One of aviation’s earliest pioneers was Louis Blériot, a French engineer and manufacturer, who in 1909 crossed the English Channel in an aircraft of his own design: the Blériot XI. The event was a sensation, winning Blériot lasting fame in aviation history and leading to the success of his aircraft manufacturing business.
Both Louis Blériot and Raymond Saulnier designed the Blériot XI, a development of Blériot’s previous experiments. The single-engine tractor monoplane was a built from ash wood with wire cross bracing and was designed to use wing warping for lateral control. While initial test flights were disappointing, Blériot improved the aircraft by reducing its weight and replacing the original engine with a 3-cylinder, 25-horsepower, air-cooled Anzani engine built by Alessandro Anzani, a famous motorcycle racer.
The Blériot XI remained in production into the early years of World War I, entering military service in Italy and France as trainers, light bombers and for observation. In civil use, the aircraft was also used in competitions and air races. Louis Blériot even established a flying school, offering free flight training for those who purchased a Blériot aircraft.

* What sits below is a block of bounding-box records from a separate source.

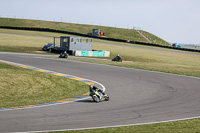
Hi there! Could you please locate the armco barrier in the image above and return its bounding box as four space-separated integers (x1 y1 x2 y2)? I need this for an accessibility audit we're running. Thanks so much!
0 26 200 52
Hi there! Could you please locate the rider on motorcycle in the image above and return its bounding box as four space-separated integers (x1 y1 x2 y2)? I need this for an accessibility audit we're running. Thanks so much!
90 85 105 95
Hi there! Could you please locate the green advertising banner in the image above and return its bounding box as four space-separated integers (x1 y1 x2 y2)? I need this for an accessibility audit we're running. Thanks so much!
81 51 89 56
93 51 104 57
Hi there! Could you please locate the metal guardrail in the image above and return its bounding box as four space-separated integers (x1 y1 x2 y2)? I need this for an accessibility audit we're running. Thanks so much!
0 26 200 52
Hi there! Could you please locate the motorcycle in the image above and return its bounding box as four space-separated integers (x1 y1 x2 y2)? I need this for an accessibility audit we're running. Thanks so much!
112 55 122 62
90 89 109 103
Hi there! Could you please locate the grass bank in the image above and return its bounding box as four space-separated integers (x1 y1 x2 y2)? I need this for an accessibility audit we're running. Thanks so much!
49 119 200 133
0 63 88 108
69 43 200 77
0 18 170 46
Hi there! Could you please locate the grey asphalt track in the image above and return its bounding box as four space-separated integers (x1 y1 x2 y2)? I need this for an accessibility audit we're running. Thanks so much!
0 52 200 132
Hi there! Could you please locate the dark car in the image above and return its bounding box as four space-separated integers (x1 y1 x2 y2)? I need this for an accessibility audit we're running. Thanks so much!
42 43 58 51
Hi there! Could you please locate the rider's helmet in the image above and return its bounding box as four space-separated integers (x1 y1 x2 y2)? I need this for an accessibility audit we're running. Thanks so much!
90 85 93 88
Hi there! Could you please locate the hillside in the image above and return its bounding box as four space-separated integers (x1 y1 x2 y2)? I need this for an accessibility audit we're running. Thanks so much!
0 18 170 46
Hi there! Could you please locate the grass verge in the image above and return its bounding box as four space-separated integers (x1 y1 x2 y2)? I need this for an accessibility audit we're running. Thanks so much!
0 63 88 108
0 18 170 46
49 119 200 133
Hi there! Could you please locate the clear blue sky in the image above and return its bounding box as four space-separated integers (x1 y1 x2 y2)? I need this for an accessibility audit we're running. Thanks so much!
0 0 200 44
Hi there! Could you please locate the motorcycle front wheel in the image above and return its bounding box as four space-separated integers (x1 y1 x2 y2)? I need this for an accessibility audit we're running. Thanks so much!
105 94 109 101
92 95 100 103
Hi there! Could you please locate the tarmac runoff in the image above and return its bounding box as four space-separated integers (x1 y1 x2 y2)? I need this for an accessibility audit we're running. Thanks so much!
0 60 106 111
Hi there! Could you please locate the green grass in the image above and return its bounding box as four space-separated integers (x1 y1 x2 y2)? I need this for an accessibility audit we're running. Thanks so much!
68 43 200 77
0 30 200 133
0 63 89 108
48 119 200 133
0 18 170 46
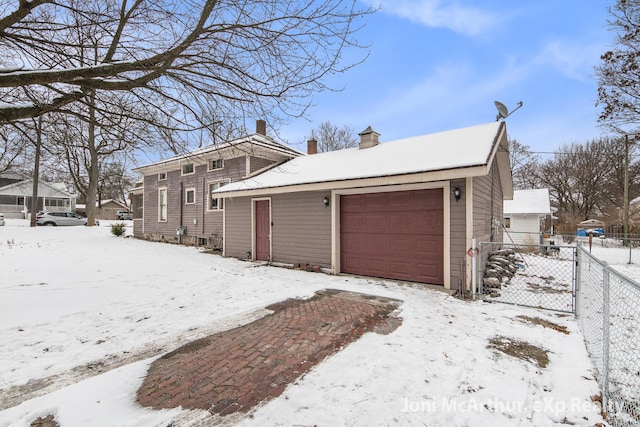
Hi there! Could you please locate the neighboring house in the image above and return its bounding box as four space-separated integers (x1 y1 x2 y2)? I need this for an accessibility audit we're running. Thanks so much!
0 173 76 218
503 188 551 245
214 122 513 292
130 120 302 247
76 199 129 220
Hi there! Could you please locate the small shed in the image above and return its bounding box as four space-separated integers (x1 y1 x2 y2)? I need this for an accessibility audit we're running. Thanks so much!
503 188 551 245
578 219 604 228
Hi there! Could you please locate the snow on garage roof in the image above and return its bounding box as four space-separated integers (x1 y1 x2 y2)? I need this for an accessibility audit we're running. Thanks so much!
216 122 503 193
503 188 551 215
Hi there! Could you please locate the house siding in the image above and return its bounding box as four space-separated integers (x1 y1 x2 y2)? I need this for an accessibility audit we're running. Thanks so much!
224 197 253 259
134 156 252 247
467 162 503 282
449 179 468 290
473 162 503 242
249 156 273 173
224 192 331 268
271 192 331 267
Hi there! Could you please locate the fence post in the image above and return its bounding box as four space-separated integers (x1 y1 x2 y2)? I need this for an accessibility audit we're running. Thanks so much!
601 267 610 402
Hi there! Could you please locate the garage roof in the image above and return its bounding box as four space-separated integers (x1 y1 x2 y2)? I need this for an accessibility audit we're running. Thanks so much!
216 122 506 193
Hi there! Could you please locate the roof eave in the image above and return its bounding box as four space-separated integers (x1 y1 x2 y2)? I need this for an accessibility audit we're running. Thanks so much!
214 165 487 198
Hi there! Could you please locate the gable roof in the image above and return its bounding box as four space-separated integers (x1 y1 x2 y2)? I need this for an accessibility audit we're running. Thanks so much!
0 179 76 199
133 133 304 175
216 122 511 196
503 188 551 215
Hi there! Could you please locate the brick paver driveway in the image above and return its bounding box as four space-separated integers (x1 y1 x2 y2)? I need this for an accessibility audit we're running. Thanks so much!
138 290 402 416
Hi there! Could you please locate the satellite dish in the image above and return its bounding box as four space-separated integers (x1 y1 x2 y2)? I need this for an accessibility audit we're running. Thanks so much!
493 101 509 120
493 101 522 121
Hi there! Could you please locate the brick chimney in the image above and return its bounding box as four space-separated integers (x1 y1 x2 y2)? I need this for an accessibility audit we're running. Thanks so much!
307 138 318 154
358 126 380 150
256 120 267 136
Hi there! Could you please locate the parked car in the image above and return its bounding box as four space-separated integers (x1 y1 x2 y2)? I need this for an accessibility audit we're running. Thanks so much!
116 211 133 221
36 212 99 226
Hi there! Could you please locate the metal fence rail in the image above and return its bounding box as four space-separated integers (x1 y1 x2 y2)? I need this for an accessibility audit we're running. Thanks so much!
576 247 640 427
477 242 576 313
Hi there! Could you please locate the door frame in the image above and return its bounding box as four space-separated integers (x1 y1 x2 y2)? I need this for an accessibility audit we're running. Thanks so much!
331 181 451 289
251 197 273 262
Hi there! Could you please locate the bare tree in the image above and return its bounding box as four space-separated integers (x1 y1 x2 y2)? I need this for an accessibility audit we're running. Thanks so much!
539 138 622 227
0 0 373 123
596 0 640 134
509 139 541 190
0 126 28 172
311 121 358 153
0 0 373 224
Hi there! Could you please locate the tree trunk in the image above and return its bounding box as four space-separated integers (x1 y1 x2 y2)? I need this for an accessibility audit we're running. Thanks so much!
29 116 44 227
85 93 100 225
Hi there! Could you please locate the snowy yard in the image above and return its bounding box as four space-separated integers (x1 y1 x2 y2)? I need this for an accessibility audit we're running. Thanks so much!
0 219 608 427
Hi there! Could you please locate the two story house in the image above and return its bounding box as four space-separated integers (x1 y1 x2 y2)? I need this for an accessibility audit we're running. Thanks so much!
130 120 302 249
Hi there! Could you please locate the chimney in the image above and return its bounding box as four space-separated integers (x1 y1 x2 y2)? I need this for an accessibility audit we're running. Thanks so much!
307 138 318 154
358 126 380 149
256 120 267 136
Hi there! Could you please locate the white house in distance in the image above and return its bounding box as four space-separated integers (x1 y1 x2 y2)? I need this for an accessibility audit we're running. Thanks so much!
503 188 551 245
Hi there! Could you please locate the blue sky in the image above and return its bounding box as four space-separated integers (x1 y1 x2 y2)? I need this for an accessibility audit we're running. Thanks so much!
279 0 614 158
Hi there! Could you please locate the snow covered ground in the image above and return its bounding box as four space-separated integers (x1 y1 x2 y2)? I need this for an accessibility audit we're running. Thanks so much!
0 219 616 427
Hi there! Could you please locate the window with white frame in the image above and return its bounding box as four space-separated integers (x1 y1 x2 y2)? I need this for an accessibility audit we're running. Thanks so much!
182 163 196 175
158 187 167 222
184 188 196 205
209 181 229 210
209 159 224 171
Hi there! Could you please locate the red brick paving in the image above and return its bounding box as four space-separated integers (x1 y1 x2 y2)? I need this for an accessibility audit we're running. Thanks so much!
137 290 402 416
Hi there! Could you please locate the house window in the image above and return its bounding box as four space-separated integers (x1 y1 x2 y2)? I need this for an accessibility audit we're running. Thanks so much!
209 159 224 171
184 188 196 205
209 182 228 210
182 163 195 175
158 188 167 222
131 194 144 219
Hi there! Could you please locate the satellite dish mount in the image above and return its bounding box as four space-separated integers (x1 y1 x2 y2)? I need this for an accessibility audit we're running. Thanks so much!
493 101 522 122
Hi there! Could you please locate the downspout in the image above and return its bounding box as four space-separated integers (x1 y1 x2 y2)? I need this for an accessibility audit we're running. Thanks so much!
178 181 184 244
200 178 209 236
471 237 478 301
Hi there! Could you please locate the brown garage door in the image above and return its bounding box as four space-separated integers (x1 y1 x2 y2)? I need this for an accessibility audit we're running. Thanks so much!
340 189 444 284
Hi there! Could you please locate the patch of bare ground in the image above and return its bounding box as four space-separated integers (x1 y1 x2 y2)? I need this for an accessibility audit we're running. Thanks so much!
516 315 569 335
487 336 549 368
31 415 60 427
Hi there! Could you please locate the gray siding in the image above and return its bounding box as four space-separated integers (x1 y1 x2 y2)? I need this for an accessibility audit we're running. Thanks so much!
473 162 503 269
249 156 273 173
449 179 468 290
271 192 331 267
224 197 251 259
225 192 331 267
134 156 271 244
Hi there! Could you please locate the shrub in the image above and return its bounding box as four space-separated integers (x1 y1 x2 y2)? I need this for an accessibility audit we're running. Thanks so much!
111 222 125 236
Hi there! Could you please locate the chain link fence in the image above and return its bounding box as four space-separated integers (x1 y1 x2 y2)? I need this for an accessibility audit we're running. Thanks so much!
576 247 640 427
477 242 576 313
477 241 640 427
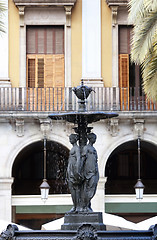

Few aircraft from the early 1900s are still airworthy, but there are two Blériot XI’s that have stood the test of time. The last two remaining Blériot XI’s are among the oldest flyable aircraft in the world and may be viewed today at the Shuttleworth Collection in the UK and the Old Rhinebeck Aerodrome in the U.S. A few vintage aviation experts have even built replicas of the iconic aircraft.